Mais lorsqu’il vit venir vers lui à travers champs
Énée, de joie il tendit ses deux paumes,685
des larmes coulèrent sur ses joues et un cri s’échappa de sa bouche :
« Enfin tu es venu ! Ton père n’attendait pas moins de toi,
ta piété a vaincu les difficultés du chemin ! Il m’est donné de voir ton visage,
mon fils, de t’entendre et de t’adresser les paroles familières !
Oui, c’est bien ainsi que mon cœur l’escomptait, qu’il tablait sur le futur,690
comptant les jours, et mon affection ne m’a pas trompé.
Après quel voyage sur tant de terres, à travers tant d’immenses mers,
je t’accueille, mon fils, soumis à tant de si graves périls !

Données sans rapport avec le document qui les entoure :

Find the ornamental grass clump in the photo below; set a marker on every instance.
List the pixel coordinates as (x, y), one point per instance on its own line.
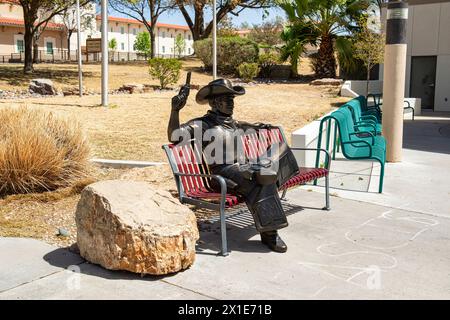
(40, 151)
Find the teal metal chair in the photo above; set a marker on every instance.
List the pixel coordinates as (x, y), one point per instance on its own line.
(354, 146)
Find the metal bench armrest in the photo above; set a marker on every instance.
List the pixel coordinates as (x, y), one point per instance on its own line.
(220, 179)
(327, 154)
(366, 144)
(366, 124)
(359, 132)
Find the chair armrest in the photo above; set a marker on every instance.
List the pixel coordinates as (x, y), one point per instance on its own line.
(369, 117)
(366, 144)
(220, 179)
(370, 134)
(327, 154)
(366, 124)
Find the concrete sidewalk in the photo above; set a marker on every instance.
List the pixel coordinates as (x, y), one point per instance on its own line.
(369, 246)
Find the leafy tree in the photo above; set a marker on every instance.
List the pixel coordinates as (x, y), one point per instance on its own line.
(139, 9)
(225, 28)
(69, 18)
(296, 36)
(193, 12)
(142, 43)
(167, 71)
(36, 15)
(180, 45)
(267, 33)
(369, 48)
(330, 21)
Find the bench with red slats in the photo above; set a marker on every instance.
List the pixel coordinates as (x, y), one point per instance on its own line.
(187, 160)
(193, 177)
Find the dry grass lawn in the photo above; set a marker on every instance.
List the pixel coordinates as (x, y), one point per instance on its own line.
(134, 127)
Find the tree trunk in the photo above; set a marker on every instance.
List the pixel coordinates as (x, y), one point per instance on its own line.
(35, 51)
(326, 61)
(69, 35)
(28, 61)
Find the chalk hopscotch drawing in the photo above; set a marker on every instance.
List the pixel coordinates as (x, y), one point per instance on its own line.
(361, 253)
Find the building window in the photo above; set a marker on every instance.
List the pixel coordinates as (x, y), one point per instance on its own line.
(20, 46)
(49, 46)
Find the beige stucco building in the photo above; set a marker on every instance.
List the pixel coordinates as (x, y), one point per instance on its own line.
(53, 41)
(428, 53)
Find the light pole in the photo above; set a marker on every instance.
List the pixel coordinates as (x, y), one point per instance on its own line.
(214, 41)
(394, 78)
(80, 74)
(104, 53)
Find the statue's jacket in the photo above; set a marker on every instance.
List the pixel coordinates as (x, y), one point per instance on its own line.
(257, 182)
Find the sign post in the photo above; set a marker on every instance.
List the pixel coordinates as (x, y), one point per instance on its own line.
(214, 41)
(80, 73)
(104, 47)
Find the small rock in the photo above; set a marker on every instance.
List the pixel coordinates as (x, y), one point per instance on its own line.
(63, 232)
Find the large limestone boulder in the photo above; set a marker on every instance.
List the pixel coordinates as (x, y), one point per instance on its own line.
(42, 86)
(129, 225)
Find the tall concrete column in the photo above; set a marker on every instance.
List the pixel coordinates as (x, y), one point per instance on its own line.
(394, 78)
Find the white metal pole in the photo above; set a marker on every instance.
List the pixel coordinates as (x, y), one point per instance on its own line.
(105, 53)
(214, 41)
(80, 74)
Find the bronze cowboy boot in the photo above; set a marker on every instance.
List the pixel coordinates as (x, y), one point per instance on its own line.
(273, 241)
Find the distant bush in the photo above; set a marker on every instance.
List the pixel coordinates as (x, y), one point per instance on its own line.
(247, 71)
(231, 52)
(266, 63)
(39, 151)
(167, 71)
(314, 61)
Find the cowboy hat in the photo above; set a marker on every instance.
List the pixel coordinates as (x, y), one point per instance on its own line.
(216, 88)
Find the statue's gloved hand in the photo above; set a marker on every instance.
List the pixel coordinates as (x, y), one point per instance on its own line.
(179, 101)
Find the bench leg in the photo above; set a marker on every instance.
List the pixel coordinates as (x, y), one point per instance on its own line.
(327, 193)
(283, 195)
(380, 187)
(223, 233)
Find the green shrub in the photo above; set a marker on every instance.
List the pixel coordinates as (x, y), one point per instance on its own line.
(231, 52)
(167, 71)
(266, 62)
(247, 71)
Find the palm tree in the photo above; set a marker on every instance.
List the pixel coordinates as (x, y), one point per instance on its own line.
(296, 36)
(331, 21)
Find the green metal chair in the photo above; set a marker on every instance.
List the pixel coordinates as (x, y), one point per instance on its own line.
(354, 147)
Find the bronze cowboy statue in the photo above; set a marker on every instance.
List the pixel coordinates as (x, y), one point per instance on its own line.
(256, 182)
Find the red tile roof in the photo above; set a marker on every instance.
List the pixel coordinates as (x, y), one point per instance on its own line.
(19, 23)
(127, 20)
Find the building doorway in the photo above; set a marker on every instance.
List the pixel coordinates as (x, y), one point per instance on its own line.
(423, 80)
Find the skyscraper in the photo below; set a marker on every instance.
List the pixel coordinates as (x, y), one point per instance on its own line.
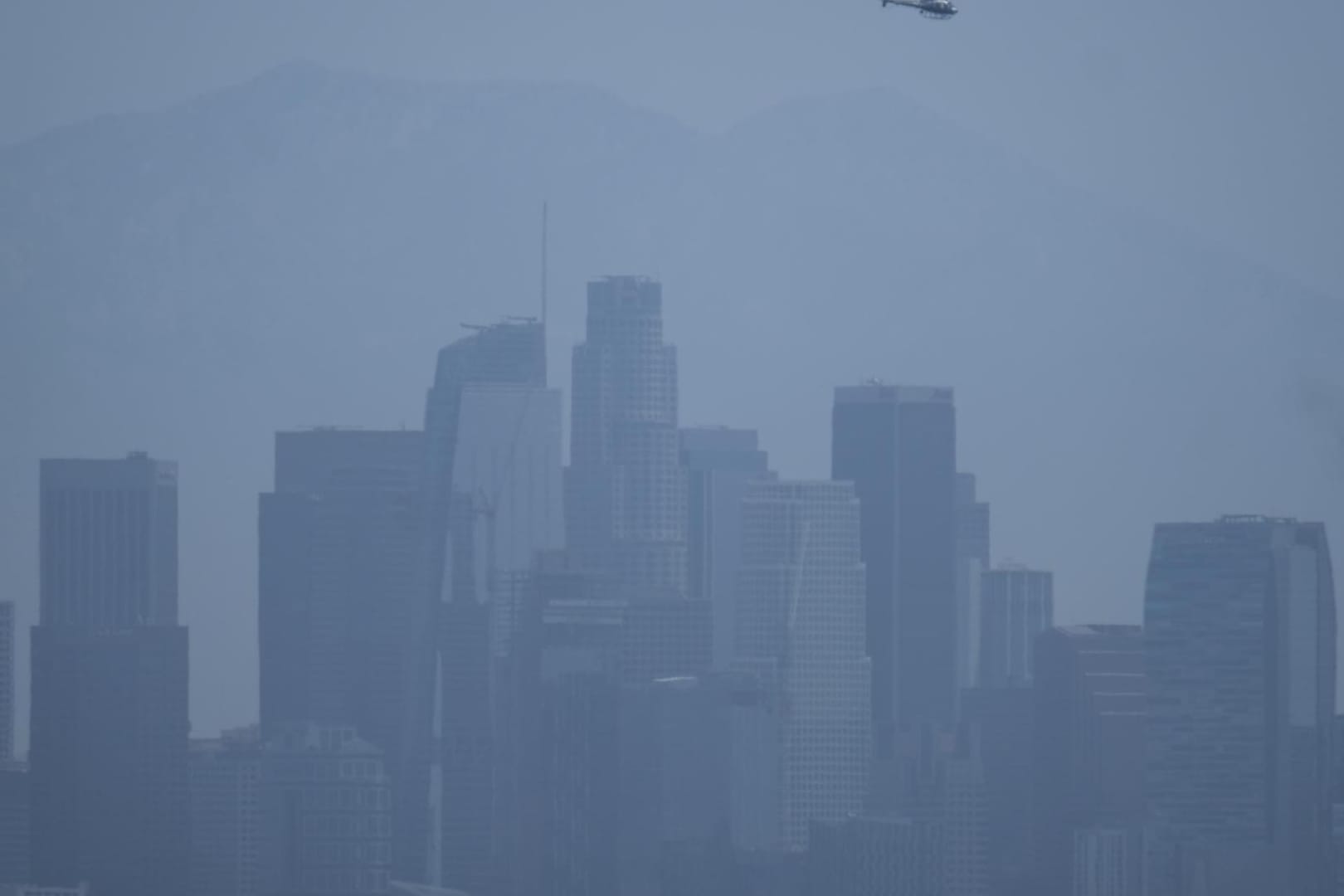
(675, 759)
(972, 559)
(325, 815)
(1016, 605)
(346, 607)
(15, 840)
(225, 815)
(626, 494)
(110, 681)
(6, 681)
(1092, 711)
(494, 485)
(513, 353)
(800, 629)
(1239, 640)
(897, 444)
(719, 462)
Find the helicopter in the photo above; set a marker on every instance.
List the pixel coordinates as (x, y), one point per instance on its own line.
(928, 8)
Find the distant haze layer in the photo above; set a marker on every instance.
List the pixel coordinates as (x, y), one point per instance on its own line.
(295, 250)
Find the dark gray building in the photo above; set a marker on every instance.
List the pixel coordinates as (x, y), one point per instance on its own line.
(225, 815)
(972, 559)
(898, 445)
(15, 804)
(1239, 640)
(1006, 720)
(1092, 709)
(7, 629)
(1016, 605)
(110, 681)
(325, 815)
(719, 464)
(626, 494)
(347, 613)
(675, 759)
(494, 497)
(875, 855)
(511, 353)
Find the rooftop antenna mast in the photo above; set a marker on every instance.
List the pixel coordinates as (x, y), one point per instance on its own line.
(543, 261)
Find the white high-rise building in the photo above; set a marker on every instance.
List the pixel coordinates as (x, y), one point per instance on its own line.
(800, 629)
(507, 457)
(1016, 605)
(626, 488)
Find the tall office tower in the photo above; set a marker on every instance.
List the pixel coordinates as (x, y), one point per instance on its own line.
(897, 444)
(665, 638)
(110, 681)
(1108, 861)
(1006, 722)
(940, 781)
(325, 815)
(800, 627)
(1239, 638)
(346, 613)
(675, 782)
(507, 465)
(626, 494)
(1016, 605)
(225, 824)
(578, 689)
(6, 681)
(14, 824)
(972, 559)
(719, 462)
(1092, 712)
(875, 855)
(494, 485)
(509, 353)
(504, 509)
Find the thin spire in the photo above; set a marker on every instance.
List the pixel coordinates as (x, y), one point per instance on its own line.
(543, 261)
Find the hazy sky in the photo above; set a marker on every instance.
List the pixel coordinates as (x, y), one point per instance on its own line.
(1222, 116)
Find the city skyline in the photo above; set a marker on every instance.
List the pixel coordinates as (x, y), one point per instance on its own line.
(670, 450)
(480, 694)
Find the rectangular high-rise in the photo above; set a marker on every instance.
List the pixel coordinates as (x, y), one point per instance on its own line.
(718, 462)
(1016, 605)
(324, 815)
(494, 496)
(110, 681)
(1239, 642)
(1092, 711)
(800, 631)
(225, 815)
(972, 559)
(626, 494)
(346, 607)
(898, 445)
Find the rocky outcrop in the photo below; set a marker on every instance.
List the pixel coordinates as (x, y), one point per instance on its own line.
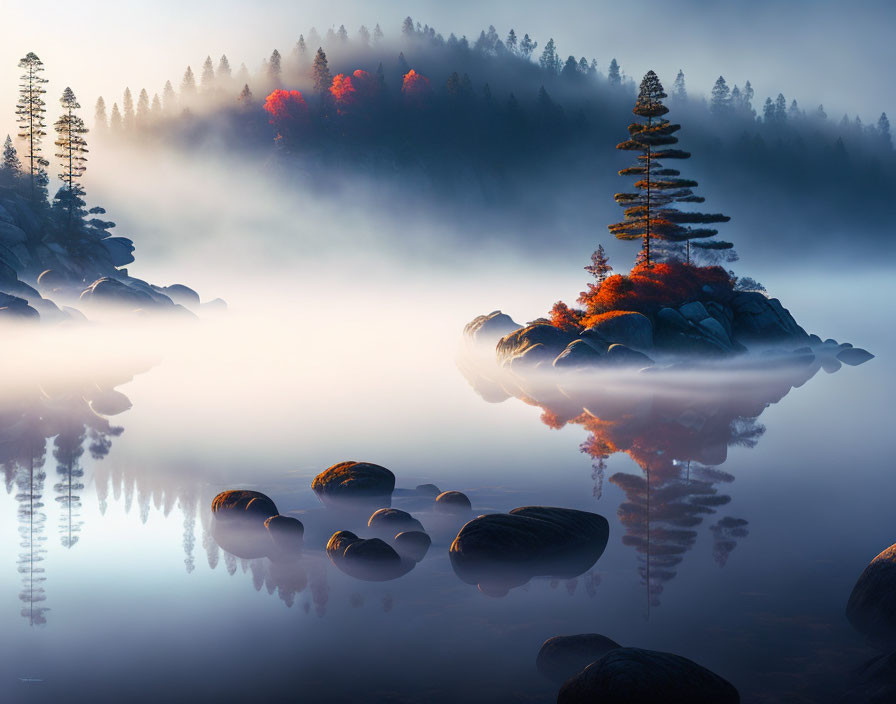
(500, 551)
(561, 657)
(354, 483)
(636, 676)
(872, 604)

Combien j’ai redouté le mal que le royaume de Libye pouvait te faire ! »
Mais lui de son côté : « C’est la vision de toi, père, la vision de toi affligé695
ne cessant de se présenter à moi qui m’a poussé à venir jusqu’ici.
La flotte m’attend dans les eaux tyrrhéniennes. Permets que je serre ta main,
s’il te plaît, père, ne te dérobe pas à nos embrassements ! »
Tout en parlant un flot de larmes inondait son visage.
Trois fois il essaya de jeter ses bras autour de son cou,700
trois fois vainement embrassée la vision échappa à ses mains,
à l’instar des vents légers, semblable au sommeil fugace.